Ham actors are known today as those who overact, not being of high caliber in their theatrical attempts. This terms stems from the long ago practice of applying ham fat to the face to more easily remove the burnt cork used to create blackface, a part of a stage comedian’s routine. A ham actor comes from “hamfatter”—not a compliment. Hogging the stage is another aspect.

Handwriting on the wall is a portent of doom and goes back to the rule of Belshazzar. In Daniel 5 the words “Mene, Mene, Tekel, Upharsin“ appeared on the wall announcing the end of Belshazzar’s kingdom.

Hangout usually refers to a place where people gather or getting together and it stems from the phrase “Where do you hang out your sign?” which was the question professionals, artisans, and tradesmen would ask one another when inquiring about their their business.

Hard up is a tough place to be since it means being broke and hanging in the wind and that makes sense since the nautically inclined know that to put the helm hard up is to turn the ship away from the wind. So if a person is “hard up” it’s doubtful they can handle the financial storms that come up now and then.

Harping on a subject, going over the same subject repetitively is much like playing one string on the harp—not pleasant and somewhat annoying.

finedictionary.com

If something is “haywire” it usually indicates it’s broken, and that’s from the logging camp days when loggers would take the wire from hay bales to mend equipment.

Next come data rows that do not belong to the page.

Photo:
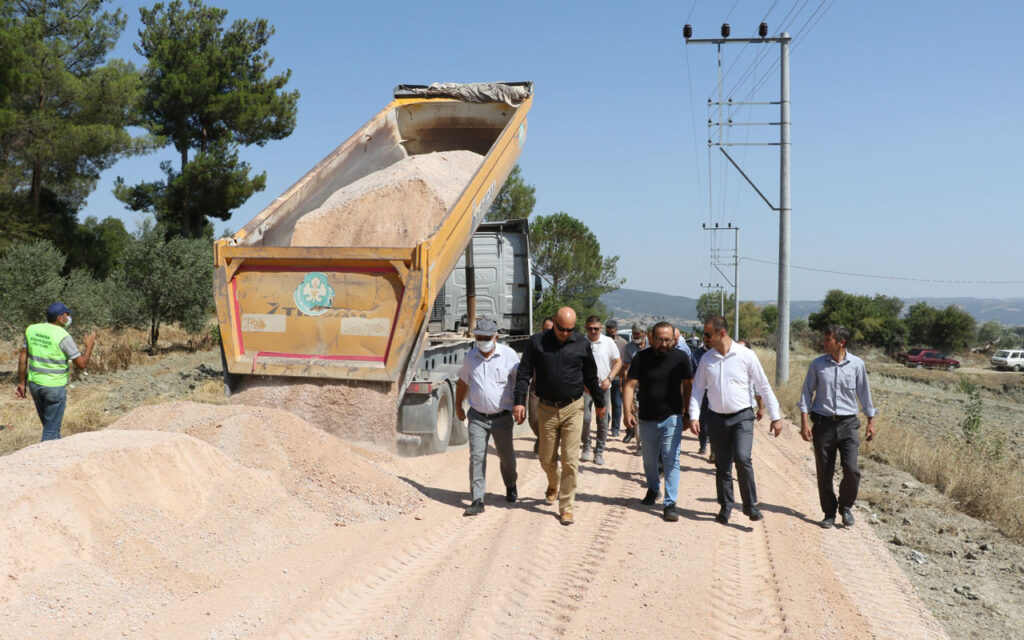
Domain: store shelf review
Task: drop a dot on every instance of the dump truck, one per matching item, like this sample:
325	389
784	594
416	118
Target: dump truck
302	296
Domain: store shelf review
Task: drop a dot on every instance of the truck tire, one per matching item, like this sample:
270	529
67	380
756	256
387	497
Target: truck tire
437	441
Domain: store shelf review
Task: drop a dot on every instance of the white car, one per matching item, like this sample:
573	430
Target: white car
1009	358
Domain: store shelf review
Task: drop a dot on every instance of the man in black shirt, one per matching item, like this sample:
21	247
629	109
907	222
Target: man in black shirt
562	361
666	375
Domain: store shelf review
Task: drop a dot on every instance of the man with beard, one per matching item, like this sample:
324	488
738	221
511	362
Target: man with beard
665	376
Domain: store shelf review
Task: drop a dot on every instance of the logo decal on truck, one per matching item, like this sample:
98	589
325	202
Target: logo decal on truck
313	296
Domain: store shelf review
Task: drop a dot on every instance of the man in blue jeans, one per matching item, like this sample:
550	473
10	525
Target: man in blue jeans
42	367
665	376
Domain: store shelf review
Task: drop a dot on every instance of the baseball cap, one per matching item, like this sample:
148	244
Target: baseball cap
54	310
485	327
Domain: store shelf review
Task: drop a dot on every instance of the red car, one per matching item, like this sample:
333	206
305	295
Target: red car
932	358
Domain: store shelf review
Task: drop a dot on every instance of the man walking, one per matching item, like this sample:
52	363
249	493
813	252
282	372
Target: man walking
725	373
563	363
666	377
608	364
43	365
834	384
487	377
611	330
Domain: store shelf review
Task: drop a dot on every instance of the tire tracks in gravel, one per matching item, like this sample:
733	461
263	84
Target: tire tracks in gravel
877	588
463	561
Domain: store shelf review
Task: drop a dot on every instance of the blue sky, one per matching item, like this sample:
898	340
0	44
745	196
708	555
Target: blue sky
906	128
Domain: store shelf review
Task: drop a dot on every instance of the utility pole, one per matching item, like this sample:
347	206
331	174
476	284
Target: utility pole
782	345
735	271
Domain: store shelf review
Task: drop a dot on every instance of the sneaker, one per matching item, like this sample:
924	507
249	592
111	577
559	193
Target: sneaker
671	515
847	517
474	509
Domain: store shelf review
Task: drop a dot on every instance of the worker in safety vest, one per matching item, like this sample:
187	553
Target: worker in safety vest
44	364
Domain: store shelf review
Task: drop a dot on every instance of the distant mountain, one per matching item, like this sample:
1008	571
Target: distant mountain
645	306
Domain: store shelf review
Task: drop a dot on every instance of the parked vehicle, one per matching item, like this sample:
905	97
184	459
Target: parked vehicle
930	358
1009	358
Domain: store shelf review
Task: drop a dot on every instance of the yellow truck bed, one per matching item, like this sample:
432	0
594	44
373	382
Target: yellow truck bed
358	312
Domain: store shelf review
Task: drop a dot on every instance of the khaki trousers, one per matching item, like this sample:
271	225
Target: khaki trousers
564	424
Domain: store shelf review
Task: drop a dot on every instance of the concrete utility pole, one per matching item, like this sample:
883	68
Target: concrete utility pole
735	272
782	345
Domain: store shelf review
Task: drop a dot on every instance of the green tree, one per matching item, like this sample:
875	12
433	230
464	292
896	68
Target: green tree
568	255
68	120
207	93
870	321
165	281
516	199
769	315
711	304
919	321
953	329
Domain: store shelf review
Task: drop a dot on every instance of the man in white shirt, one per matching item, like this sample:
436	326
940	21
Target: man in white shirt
726	373
487	378
608	363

If you are known to wear your heart in your sleeve, you probably show your emotions easily. In the days of chivalric knights, a knight would tie a scarf from his lady love around his arm to indicate his favor—all would see where his heart lay.

If someone is on their “high horse” he or she is acting superior, and in those yesteryear days of transportation, someone riding high up on their horse was definitely superior to those having to walk.